The Prompt Box has already ferried us past the checkpoint that reverses these dynamics, beyond which offloaded abstraction no longer facilitates new understanding. Typing “a beautiful pastoral nighttime scene, in the style of Cézanne, with robot farmers tending to giant cow/​spider hybrids, three neon moons and a wooden space station in the sky, ultra detailed”, and getting a convincing depiction back, gives zero insight into art or art history or painting or arachnology or mammalogy or agriculture or robotics or hybridisation or fluorescence or astronomy or orbital mechanics or carpentry or computer graphics or generative artificial intelligence.

Conclusion

A curious human begins the journey to understanding by randomly perturbing an existing concrete system. The relationship between the perturbations and their consequences reveals regularities: the human has discovered an abstraction. Informed by this abstraction, the human builds a new concrete system and perturbs it, this time a little less randomly. It performs a little better.

There is constant interaction and feedback between the concrete and abstract levels. That is what unites and defines understanding, insight, play, imagination, iterative improvement, wonder, science, art, and basically all the Good Stuff humans can offer the world, sparsely distributed among the other, mostly horrible stuff we’re currently doing to it.

By indiscriminately abstracting everything away, the Prompt Box will push us away from this tightly-coupled, looping system that is the source and hallmark of ingenuity.

We might want to push back.

  1. ^

    While leaving plenty of nonjudgemental space for purists and nostalgics to play around with vinyl records, film photography, sextants and Letraset if they please.

  2. ^

    This is a problem specific to models with textual front-ends; it could be resolved by a multimodal front-end and/​or grim, neurally invasive means.

  3. ^

    Even writers, strangely.

  4. ^

    It is speculative and not universally agreed that flow state is less verbal than normal brain states, but the distinction in Gold and Ciorciari’s paper between the explicit/​linguistic and implicit/​flow processes strongly suggests it.

  5. ^

    The topology of an LLM-front end collaboration is flat, its time steps discrete:

    Human types text; machine renders media.
    Human types text; machine refines media.
    Human types text; machine refines media.
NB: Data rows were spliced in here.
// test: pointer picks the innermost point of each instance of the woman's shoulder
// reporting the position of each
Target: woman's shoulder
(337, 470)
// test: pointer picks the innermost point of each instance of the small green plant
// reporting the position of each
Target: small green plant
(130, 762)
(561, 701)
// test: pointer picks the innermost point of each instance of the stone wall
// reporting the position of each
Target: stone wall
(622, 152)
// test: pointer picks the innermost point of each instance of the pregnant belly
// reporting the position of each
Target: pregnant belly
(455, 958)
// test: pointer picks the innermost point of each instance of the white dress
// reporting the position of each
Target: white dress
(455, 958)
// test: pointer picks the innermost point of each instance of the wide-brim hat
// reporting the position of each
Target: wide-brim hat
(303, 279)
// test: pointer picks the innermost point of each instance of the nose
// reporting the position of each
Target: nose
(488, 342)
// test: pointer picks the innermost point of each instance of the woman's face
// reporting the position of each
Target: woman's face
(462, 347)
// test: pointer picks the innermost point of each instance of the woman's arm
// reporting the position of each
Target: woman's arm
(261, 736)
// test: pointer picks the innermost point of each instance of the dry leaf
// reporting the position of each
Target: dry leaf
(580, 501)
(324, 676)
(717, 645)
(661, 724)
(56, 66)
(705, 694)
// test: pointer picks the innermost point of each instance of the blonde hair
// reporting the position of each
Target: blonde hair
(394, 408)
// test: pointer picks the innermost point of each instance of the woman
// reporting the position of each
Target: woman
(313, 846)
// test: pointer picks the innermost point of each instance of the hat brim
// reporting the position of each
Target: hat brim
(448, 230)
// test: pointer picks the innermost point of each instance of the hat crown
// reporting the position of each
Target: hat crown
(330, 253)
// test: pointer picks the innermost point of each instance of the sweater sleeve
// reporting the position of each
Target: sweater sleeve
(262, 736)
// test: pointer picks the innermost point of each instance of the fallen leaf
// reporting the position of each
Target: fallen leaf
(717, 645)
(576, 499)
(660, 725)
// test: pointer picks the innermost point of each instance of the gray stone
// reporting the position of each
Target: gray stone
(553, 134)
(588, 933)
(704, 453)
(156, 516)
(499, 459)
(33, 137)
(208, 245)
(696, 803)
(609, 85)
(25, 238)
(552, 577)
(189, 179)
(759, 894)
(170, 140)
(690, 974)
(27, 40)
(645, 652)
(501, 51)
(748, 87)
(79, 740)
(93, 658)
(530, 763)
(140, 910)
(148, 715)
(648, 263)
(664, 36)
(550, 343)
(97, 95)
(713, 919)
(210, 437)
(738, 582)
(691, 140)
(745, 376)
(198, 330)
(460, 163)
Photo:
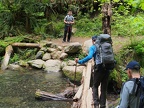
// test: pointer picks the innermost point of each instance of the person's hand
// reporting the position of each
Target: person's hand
(76, 60)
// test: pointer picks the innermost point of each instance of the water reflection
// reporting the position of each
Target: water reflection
(17, 89)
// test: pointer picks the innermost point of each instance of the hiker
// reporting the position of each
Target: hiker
(100, 76)
(128, 99)
(68, 20)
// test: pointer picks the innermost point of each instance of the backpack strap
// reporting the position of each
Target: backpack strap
(136, 86)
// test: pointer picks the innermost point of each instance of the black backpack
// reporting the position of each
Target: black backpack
(104, 51)
(138, 90)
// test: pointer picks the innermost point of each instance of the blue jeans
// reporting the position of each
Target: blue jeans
(101, 76)
(68, 29)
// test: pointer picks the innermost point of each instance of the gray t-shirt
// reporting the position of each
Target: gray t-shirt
(127, 98)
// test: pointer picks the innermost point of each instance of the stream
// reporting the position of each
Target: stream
(17, 89)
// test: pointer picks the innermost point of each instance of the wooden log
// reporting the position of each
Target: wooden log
(48, 96)
(7, 55)
(31, 45)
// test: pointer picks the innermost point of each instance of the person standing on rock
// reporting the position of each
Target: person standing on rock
(68, 20)
(128, 97)
(101, 76)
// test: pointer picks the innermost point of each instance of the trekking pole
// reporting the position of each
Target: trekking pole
(75, 77)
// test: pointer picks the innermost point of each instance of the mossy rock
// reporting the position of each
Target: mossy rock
(71, 75)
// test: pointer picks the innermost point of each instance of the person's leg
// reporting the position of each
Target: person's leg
(104, 84)
(96, 83)
(69, 33)
(65, 33)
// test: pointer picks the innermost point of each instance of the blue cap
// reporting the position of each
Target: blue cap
(133, 65)
(94, 37)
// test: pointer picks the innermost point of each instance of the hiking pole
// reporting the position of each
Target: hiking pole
(75, 77)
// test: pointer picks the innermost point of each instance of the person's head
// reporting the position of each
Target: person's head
(94, 39)
(132, 68)
(69, 12)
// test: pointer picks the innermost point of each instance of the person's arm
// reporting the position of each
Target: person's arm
(124, 97)
(92, 50)
(65, 21)
(72, 22)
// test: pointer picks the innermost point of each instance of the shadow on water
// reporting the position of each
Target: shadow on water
(17, 89)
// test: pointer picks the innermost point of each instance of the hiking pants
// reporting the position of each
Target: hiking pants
(68, 29)
(101, 76)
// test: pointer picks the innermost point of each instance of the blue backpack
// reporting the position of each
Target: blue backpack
(138, 90)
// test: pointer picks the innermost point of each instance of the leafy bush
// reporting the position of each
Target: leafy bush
(88, 27)
(127, 25)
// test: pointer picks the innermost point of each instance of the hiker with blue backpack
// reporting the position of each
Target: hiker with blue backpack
(68, 20)
(104, 60)
(132, 92)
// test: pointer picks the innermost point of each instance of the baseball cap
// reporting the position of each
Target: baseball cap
(133, 65)
(94, 37)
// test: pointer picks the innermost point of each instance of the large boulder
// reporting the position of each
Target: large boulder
(38, 63)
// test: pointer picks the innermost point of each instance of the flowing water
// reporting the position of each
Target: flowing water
(17, 89)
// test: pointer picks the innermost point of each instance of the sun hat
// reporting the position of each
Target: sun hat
(133, 65)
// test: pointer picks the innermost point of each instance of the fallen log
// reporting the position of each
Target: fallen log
(65, 96)
(31, 45)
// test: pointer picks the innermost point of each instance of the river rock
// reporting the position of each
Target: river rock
(14, 67)
(56, 54)
(63, 56)
(52, 66)
(73, 48)
(38, 63)
(69, 71)
(39, 54)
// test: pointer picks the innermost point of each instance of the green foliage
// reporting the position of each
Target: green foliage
(127, 25)
(140, 48)
(88, 27)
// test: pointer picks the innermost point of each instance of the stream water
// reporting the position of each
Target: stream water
(17, 89)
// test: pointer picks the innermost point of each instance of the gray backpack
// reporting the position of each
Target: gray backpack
(104, 51)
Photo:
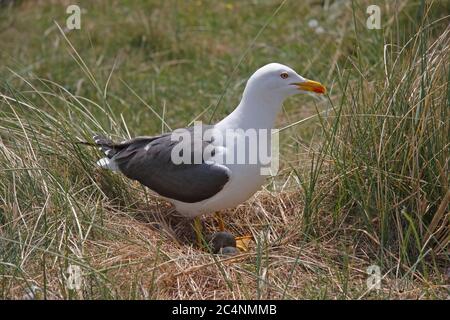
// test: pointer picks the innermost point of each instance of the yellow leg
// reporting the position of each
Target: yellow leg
(219, 219)
(198, 231)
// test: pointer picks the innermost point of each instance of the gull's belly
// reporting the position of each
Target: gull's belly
(245, 181)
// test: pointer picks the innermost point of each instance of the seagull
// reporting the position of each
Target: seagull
(209, 185)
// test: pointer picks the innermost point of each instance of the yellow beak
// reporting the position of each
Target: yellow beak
(310, 85)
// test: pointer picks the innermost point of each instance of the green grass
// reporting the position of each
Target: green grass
(364, 181)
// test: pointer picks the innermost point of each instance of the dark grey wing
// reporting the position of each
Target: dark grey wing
(148, 160)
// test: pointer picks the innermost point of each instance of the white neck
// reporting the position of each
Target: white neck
(256, 110)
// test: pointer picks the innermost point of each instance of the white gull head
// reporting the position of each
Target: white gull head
(264, 93)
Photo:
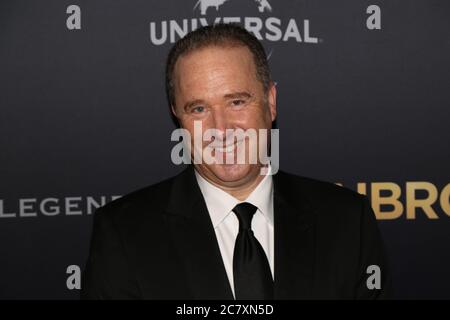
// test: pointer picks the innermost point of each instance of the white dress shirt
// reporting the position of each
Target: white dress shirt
(226, 225)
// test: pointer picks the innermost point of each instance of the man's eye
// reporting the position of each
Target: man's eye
(198, 109)
(237, 102)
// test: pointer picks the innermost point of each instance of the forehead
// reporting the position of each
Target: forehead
(214, 69)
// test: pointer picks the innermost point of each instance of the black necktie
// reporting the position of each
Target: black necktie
(251, 270)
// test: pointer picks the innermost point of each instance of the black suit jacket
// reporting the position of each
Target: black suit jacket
(159, 243)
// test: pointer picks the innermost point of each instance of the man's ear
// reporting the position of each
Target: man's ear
(173, 111)
(272, 101)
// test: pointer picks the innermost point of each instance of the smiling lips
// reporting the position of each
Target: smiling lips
(225, 148)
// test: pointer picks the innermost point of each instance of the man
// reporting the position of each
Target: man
(226, 231)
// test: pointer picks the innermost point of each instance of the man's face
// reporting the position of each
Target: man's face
(218, 86)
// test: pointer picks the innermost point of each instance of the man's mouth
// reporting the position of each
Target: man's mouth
(218, 147)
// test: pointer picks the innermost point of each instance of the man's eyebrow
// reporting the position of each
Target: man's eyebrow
(236, 95)
(191, 103)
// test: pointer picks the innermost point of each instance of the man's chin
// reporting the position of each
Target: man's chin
(231, 174)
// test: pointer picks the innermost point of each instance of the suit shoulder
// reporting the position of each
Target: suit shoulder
(153, 197)
(321, 193)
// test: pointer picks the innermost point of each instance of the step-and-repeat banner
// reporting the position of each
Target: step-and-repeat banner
(363, 101)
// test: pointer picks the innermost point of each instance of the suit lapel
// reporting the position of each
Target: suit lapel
(194, 238)
(294, 241)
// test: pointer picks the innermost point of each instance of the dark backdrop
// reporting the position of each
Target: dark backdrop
(83, 118)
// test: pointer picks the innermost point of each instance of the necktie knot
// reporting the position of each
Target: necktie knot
(244, 212)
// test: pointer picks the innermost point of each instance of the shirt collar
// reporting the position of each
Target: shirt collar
(220, 203)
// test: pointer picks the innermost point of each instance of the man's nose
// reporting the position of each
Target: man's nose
(221, 121)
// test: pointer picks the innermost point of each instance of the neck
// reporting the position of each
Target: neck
(240, 192)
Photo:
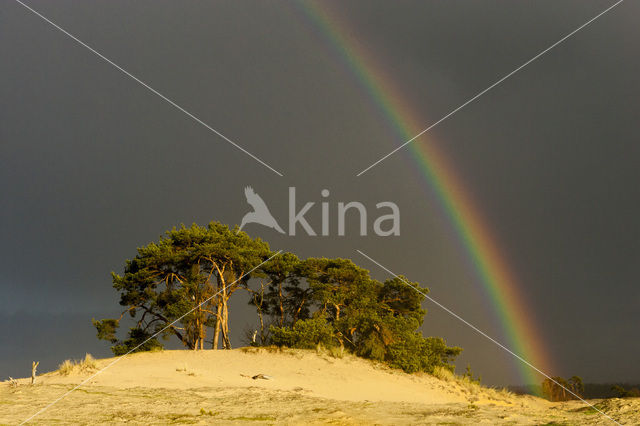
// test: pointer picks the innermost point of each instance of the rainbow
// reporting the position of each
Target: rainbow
(499, 284)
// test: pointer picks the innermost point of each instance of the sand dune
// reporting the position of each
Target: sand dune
(293, 387)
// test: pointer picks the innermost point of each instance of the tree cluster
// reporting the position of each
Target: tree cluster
(181, 286)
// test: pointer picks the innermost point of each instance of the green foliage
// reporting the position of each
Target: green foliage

    We know little about how the brain does ideation, but it’s probably continuous in time and it probably mobilises feedback loops that make it an altogether less linear affair than the stilted conversation between carbon Promptsmith and silicon magus.

  6. ^

    If you think LLMs have or will develop (or their successors will have or will develop) a real, recursive, symbolic world-model, preface ‘world’ with ‘human’.